Palm oil prices fell on Tuesday
Palm oil prices fell, likely due to profit-taking following the Lunar New Year holidays. Crude palm oil prices are likely to be capped by a stronger ringgit, the postponement of the mandatory use of B50 biodiesel in Indonesia, and rising inventories in Malaysia, IOI Corp. Bhd, a major palm oil player, said after releasing its second-quarter financial results.
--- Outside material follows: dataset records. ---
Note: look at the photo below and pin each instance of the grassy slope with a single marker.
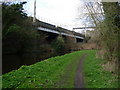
(95, 76)
(60, 72)
(47, 73)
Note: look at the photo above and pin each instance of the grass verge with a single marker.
(95, 76)
(54, 72)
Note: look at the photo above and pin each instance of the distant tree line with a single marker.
(19, 36)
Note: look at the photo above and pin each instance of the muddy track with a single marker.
(79, 80)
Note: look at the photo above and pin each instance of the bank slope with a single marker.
(54, 72)
(95, 76)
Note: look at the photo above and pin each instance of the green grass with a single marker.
(95, 76)
(54, 72)
(59, 72)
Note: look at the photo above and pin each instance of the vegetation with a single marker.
(59, 72)
(107, 31)
(45, 74)
(94, 74)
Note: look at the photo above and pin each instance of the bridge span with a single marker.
(54, 31)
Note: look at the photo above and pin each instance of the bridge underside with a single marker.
(52, 35)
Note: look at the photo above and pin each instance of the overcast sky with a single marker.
(59, 12)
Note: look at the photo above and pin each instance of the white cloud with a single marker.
(60, 12)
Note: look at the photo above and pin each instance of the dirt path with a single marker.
(79, 81)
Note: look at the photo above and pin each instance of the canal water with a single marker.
(13, 62)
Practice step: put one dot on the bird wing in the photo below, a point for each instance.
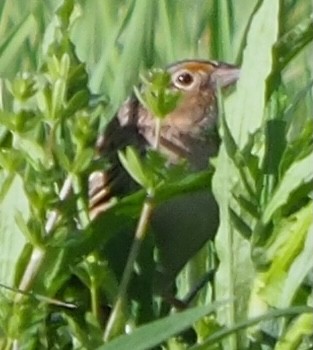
(104, 185)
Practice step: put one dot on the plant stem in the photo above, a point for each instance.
(114, 326)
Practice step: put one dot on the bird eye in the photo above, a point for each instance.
(185, 79)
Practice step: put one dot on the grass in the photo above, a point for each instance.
(261, 293)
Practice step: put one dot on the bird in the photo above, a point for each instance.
(188, 133)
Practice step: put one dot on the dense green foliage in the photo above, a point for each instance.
(60, 282)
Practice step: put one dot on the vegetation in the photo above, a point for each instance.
(65, 67)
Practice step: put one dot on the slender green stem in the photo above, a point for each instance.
(113, 327)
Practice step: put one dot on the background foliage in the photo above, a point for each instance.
(51, 64)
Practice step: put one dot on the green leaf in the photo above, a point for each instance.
(154, 333)
(131, 161)
(244, 114)
(299, 173)
(288, 244)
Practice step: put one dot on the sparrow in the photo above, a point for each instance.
(183, 224)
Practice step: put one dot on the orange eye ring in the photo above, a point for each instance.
(185, 79)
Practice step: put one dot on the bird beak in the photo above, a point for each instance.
(225, 75)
However, the company noted that crude palm oil prices could remain above MYR4,000 per tonne for the next three months, and that the premium of soybean oil over palm oil could support demand.
On Tuesday, Malaysian palm oil futures fell for a third straight session, weighed down by a stronger ringgit and cargo inspection data indicating weak exports.
The benchmark FCPO1 palm oil contract for May delivery on Bursa Malaysia fell 29 ringgit, or 0.71%, to 4,054 ringgit (US$1,042.16) per metric tonne by midday.
“The market is looking for a new direction, and there’s little news to change it,” said Paramalingam Supramaniam, director of Selangor-based brokerage Pelindung Bestari, adding that a strong ringgit and weak export data are weighing on prices.
According to cargo testing firms Intertek Testing Services and AmSpec Agri Malaysia, Malaysian palm oil exports from February 1-20 are estimated to have declined by 8.9% to 12.6% month-on-month.
The ringgit weakened 0.05% against the dollar, but still held at its highest level since April 2018.
The Malaysian Palm Oil Council said on Tuesday that crude palm oil prices in March are expected to fluctuate between 4,000 and 4,300 ringgit (US$1,026-1,103) per metric ton, as tightening supplies, improving demand from India, the largest buyer, and resilient US soybean oil prices will support palm oil prices.
The most actively traded Dalian soybean oil contract rose 0.97%, while the palm oil contract rose 0.85%. Soybean oil prices on the Chicago Mercantile Exchange were unchanged.
Palm oil prices follow those of competing edible oils as it fights for share in the global vegetable oil market.
Palm oil prices may again reach their peak of RM4,156 per tonne on February 20, which could be supported by a surge in growth.